Riverdale’s public schools are generally considered to be strong. And, on the face of it, why shouldn’t they be? Much of the area’s population is made up of middle- and upper-middle class families — a social class whose children, on average, tend to show better academic performance than their less-privileged peers in poorer neighborhoods. Riverdale’s scenery and low crime rates are likely to attract top faculty talent. Many Riverdalian parents are actively involved in their children’s education. The two elementary public schools in the area — the Spuyten Duyvil School (P.S. 24), and the Robert J. Christen School (P.S. 81) — offer much-lauded art programs.
Sounds like a great place for a kid to go to school, right?
If you thought so, you might wish to take a closer look.
While overcrowding problems at both P.S. 24 and P.S. 81 are well-known, the schools’ academic performance is, nonetheless, generally held in high regard. At P.S. 24, some 46 percent of students meet state standards on the state English test, according to the latest Education Department data for the 2014-2015 academic year, compared to the city’s average of only 30 percent.
This may sound impressive, but the next bit of data provided by the Education Department suggests a different picture:
Students from other schools in New York City with backgrounds that are the most similar to those of students at P.S. 24, based on their incoming test scores, economic need and other factors — the “comparison group,” in Education Department terms — showed a 53-percent success rate on the state English test. The 7-percentage point advantage over P.S. 24 may not be huge, but it’s there.
At P.S. 81, the state’s standards on the English test were met by 42 percent of students in 2014-15. This is also above the city’s average, but slightly below the school’s “comparison group” rate of 44 percent.
Schools in the northwest Bronx schools beyond Riverdale generally fare more poorly. At the Sheila Mencher School (P.S. 95) in Van Cortlandt Village — a tranquil, tree-lined, mostly middle-class neighborhood — only 19 percent of students met the state’s standards on the English test in 2014-15. Its comparison group’s rate stood at 21 percent that year, according to the Education Department.

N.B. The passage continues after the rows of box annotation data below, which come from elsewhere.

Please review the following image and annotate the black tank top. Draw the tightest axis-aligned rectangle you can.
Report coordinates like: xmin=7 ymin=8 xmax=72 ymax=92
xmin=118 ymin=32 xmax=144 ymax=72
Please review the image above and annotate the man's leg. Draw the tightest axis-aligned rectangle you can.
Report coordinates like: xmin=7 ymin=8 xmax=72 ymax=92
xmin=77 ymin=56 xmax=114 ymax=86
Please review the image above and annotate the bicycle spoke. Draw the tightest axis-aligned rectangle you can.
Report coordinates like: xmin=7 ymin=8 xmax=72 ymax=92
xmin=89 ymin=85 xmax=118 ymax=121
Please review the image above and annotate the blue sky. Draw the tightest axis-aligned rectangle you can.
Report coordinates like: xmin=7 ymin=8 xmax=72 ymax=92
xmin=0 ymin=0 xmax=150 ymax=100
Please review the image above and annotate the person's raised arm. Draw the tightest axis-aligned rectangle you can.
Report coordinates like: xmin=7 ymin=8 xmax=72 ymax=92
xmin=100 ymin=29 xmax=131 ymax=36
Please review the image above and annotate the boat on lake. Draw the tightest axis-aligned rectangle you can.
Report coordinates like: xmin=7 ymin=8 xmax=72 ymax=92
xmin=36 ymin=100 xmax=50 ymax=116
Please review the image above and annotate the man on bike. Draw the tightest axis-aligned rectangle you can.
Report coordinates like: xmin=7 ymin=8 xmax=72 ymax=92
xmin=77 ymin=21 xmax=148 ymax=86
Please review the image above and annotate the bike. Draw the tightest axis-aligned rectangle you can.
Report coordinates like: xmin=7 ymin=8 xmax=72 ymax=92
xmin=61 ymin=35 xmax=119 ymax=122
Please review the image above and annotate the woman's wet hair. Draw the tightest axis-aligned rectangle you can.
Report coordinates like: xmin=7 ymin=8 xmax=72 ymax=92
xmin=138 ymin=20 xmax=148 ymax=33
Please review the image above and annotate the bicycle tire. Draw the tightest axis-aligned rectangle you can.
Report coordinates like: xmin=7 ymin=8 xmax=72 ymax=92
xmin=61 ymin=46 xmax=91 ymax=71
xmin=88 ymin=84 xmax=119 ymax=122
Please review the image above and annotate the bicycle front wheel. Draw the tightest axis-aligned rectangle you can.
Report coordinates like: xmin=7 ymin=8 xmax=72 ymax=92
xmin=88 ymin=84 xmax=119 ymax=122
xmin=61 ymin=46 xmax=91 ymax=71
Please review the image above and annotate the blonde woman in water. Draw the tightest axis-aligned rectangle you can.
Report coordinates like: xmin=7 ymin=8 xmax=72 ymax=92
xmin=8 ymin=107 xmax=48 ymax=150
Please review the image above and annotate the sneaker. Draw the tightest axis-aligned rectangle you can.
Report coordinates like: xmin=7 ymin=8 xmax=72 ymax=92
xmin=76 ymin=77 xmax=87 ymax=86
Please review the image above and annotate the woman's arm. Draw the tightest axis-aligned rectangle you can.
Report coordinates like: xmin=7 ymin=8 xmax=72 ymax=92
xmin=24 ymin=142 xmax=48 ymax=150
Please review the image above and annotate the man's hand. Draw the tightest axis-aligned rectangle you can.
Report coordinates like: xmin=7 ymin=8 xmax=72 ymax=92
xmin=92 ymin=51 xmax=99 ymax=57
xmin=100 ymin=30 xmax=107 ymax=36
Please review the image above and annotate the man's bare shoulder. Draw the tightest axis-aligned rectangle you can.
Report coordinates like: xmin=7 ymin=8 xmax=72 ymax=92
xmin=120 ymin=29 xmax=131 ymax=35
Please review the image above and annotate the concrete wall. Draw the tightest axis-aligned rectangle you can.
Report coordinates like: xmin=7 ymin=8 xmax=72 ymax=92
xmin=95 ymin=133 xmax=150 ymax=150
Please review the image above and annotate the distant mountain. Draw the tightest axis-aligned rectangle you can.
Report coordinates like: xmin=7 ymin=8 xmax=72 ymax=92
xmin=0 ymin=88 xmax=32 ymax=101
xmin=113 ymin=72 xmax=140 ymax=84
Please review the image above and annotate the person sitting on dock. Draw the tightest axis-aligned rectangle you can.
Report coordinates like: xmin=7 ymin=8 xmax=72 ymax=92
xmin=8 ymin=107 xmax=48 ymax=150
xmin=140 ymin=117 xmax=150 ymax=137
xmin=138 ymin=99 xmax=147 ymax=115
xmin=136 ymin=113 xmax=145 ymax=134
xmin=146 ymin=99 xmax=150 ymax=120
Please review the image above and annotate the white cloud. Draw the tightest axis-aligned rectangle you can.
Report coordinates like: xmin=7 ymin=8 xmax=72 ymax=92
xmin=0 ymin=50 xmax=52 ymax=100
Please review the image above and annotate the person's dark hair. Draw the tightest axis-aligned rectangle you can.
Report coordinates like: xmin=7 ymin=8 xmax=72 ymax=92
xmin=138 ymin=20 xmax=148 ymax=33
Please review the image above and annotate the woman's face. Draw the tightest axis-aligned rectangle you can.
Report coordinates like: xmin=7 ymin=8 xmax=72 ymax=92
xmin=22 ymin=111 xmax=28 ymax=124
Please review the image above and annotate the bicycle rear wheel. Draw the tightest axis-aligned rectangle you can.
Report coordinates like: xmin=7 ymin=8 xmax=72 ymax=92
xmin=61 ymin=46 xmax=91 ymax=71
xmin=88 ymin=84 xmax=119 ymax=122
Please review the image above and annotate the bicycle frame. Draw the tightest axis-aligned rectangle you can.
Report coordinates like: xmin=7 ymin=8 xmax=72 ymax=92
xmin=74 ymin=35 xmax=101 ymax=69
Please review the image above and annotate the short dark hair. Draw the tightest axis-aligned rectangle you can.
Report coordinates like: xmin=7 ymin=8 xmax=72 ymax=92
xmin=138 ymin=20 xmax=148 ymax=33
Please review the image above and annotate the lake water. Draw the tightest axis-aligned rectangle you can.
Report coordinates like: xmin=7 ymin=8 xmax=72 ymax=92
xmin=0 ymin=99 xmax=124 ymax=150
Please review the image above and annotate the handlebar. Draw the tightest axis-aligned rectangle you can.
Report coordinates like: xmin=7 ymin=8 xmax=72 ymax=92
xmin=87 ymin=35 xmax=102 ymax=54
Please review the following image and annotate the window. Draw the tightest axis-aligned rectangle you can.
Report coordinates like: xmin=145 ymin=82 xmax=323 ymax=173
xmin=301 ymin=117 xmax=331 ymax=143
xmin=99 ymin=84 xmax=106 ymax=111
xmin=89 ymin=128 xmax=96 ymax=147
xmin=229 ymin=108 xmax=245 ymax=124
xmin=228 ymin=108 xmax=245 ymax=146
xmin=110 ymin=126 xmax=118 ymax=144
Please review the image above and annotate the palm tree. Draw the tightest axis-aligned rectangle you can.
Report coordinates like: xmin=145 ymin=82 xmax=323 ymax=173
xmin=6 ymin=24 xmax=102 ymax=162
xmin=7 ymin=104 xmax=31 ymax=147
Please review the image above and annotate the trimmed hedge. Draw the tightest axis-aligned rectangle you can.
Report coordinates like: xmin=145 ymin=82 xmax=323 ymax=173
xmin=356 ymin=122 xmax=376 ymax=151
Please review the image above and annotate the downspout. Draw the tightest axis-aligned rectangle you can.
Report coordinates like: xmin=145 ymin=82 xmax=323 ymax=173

Perhaps it should come as no surprise that the Education Department has chosen school District 10 in the Bronx — the northwest section of the borough that includes Riverdale and Van Cortlandt Village, along with other neighborhoods — as a place to deploy a cohort of reading coaches this year to train elementary school teachers.

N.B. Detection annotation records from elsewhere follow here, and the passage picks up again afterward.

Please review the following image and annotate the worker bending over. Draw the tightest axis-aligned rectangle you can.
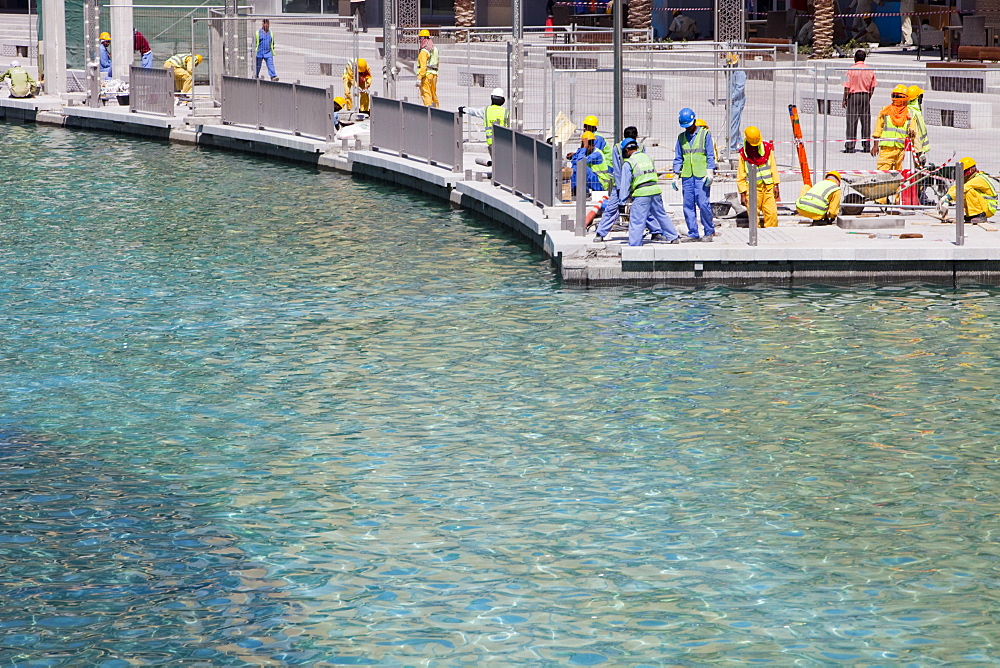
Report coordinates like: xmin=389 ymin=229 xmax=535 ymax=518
xmin=872 ymin=84 xmax=917 ymax=171
xmin=417 ymin=28 xmax=441 ymax=107
xmin=344 ymin=58 xmax=372 ymax=114
xmin=941 ymin=158 xmax=1000 ymax=223
xmin=612 ymin=139 xmax=680 ymax=246
xmin=795 ymin=171 xmax=842 ymax=225
xmin=736 ymin=125 xmax=781 ymax=227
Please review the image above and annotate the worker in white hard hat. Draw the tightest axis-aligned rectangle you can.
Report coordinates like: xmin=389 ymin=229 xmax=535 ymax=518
xmin=458 ymin=88 xmax=510 ymax=162
xmin=0 ymin=60 xmax=38 ymax=97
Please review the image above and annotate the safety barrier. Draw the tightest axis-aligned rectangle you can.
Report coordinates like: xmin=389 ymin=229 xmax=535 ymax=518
xmin=128 ymin=65 xmax=174 ymax=116
xmin=371 ymin=97 xmax=463 ymax=172
xmin=493 ymin=125 xmax=556 ymax=206
xmin=222 ymin=76 xmax=335 ymax=141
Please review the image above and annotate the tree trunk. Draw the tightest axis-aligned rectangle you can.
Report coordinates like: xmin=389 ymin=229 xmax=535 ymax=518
xmin=810 ymin=0 xmax=833 ymax=58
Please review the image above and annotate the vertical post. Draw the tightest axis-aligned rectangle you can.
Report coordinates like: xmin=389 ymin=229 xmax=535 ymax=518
xmin=612 ymin=0 xmax=620 ymax=145
xmin=955 ymin=163 xmax=965 ymax=246
xmin=42 ymin=0 xmax=66 ymax=97
xmin=747 ymin=160 xmax=757 ymax=246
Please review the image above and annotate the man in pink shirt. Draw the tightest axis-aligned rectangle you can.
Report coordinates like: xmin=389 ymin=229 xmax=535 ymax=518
xmin=841 ymin=49 xmax=878 ymax=153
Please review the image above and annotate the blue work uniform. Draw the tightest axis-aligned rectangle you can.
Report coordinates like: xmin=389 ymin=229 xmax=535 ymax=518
xmin=570 ymin=147 xmax=604 ymax=191
xmin=254 ymin=28 xmax=277 ymax=79
xmin=674 ymin=126 xmax=715 ymax=239
xmin=616 ymin=151 xmax=679 ymax=246
xmin=97 ymin=44 xmax=111 ymax=79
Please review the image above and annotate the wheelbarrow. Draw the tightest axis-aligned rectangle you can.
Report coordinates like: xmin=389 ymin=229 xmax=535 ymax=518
xmin=840 ymin=171 xmax=903 ymax=216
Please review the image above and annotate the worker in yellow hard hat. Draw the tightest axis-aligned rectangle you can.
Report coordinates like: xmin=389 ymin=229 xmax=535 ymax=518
xmin=97 ymin=32 xmax=111 ymax=79
xmin=343 ymin=58 xmax=372 ymax=114
xmin=163 ymin=53 xmax=202 ymax=95
xmin=906 ymin=86 xmax=931 ymax=165
xmin=941 ymin=158 xmax=1000 ymax=223
xmin=795 ymin=170 xmax=842 ymax=225
xmin=872 ymin=84 xmax=917 ymax=170
xmin=736 ymin=125 xmax=781 ymax=227
xmin=417 ymin=28 xmax=441 ymax=107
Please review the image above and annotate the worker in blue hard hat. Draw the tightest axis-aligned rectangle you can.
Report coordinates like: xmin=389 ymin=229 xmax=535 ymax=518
xmin=671 ymin=107 xmax=716 ymax=241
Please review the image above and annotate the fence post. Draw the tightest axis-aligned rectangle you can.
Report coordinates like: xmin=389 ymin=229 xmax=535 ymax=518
xmin=747 ymin=160 xmax=757 ymax=246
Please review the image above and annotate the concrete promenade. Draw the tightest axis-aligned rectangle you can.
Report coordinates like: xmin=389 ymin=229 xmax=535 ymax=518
xmin=0 ymin=51 xmax=1000 ymax=286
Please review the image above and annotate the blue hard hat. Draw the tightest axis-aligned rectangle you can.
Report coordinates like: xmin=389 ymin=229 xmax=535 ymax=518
xmin=677 ymin=107 xmax=694 ymax=128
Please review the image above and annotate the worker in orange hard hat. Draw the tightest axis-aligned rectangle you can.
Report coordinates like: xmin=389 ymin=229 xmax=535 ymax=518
xmin=736 ymin=125 xmax=781 ymax=227
xmin=872 ymin=84 xmax=917 ymax=170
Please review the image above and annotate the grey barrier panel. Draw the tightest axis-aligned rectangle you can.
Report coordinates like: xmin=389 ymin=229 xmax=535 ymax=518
xmin=222 ymin=76 xmax=260 ymax=128
xmin=400 ymin=102 xmax=430 ymax=158
xmin=371 ymin=97 xmax=403 ymax=153
xmin=128 ymin=66 xmax=174 ymax=116
xmin=493 ymin=125 xmax=514 ymax=189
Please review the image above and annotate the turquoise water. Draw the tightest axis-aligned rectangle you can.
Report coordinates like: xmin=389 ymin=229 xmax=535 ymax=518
xmin=0 ymin=126 xmax=1000 ymax=666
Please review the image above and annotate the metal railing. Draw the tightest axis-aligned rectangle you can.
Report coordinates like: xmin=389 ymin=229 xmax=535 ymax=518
xmin=493 ymin=125 xmax=556 ymax=206
xmin=128 ymin=65 xmax=174 ymax=116
xmin=222 ymin=76 xmax=335 ymax=141
xmin=371 ymin=97 xmax=464 ymax=172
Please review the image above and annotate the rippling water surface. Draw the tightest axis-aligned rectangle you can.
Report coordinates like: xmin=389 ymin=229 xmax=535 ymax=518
xmin=0 ymin=126 xmax=1000 ymax=666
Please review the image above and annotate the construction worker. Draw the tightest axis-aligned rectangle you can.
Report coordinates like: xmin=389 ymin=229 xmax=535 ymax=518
xmin=795 ymin=171 xmax=842 ymax=225
xmin=458 ymin=88 xmax=510 ymax=162
xmin=671 ymin=107 xmax=715 ymax=241
xmin=97 ymin=32 xmax=111 ymax=79
xmin=872 ymin=84 xmax=917 ymax=171
xmin=906 ymin=86 xmax=931 ymax=166
xmin=594 ymin=125 xmax=640 ymax=239
xmin=939 ymin=158 xmax=1000 ymax=223
xmin=736 ymin=125 xmax=781 ymax=227
xmin=583 ymin=116 xmax=614 ymax=165
xmin=0 ymin=60 xmax=38 ymax=97
xmin=163 ymin=53 xmax=201 ymax=95
xmin=417 ymin=28 xmax=440 ymax=107
xmin=608 ymin=138 xmax=680 ymax=246
xmin=566 ymin=131 xmax=611 ymax=197
xmin=253 ymin=19 xmax=278 ymax=81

District 10 is one of only four districts in New York City that will receive the first cohort of coaches when the training program, officially known as the Universal Literacy Initiative, begins this fall. The districts have been selected for having high shares of third-graders who fail to meet the state’s English-language test standards.

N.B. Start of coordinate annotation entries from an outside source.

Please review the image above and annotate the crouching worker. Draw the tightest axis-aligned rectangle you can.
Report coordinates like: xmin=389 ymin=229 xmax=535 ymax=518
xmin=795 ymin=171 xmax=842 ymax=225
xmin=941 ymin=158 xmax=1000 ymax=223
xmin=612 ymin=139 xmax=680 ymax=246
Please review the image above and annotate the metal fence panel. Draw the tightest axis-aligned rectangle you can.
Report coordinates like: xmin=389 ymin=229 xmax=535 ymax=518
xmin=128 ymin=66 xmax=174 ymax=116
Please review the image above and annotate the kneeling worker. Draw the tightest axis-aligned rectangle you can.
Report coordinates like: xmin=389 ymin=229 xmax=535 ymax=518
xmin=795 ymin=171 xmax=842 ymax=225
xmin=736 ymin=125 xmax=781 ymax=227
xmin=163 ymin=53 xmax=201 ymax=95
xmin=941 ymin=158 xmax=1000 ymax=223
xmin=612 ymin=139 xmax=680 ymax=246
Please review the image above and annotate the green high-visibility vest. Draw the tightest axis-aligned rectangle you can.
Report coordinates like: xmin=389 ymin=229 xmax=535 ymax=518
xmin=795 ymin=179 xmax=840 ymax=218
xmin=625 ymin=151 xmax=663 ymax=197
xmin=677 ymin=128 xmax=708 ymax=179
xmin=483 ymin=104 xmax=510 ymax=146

Finally, another bit of Department of Education data to add to the picture: At the Success Academy Bronx 1 charter school in the south Bronx — an institution that draws much praise and much criticism for its rigorous instruction and other aspects of its approach to education — a whopping 70 percent of students met the state’s standards on the English test. That’s more than twice the city average of 30 percent. And unlike elementary schools P.S. 24, P.S. 81 and P.S. 95, the charter school actually exceeds its “comparison group” rate — which stands at 58 percent.
Also unlike the three elementary public schools, the charter school has a nearly exclusively black and Hispanic student body — groups that, according to the Education Department, generally fare worse on state tests than white or Asian students. Some 98% of the charter school’s students are black or Hispanic, and, given the school’s location in the south Bronx, many come from underprivileged neighborhoods or have to travel a considerable distance each day to get to school.
Riverdalian elementary public schools’ success rates on the state English test of 42 percent and 46 percent seem anemic by comparison.
The fact that many schools in the city show even lower performance rates should hardly serve as a consolation. And while the problem of poor reading skills among school students may have no easy fix, the community should look into more ways of improving academic performance at the ailing local schools.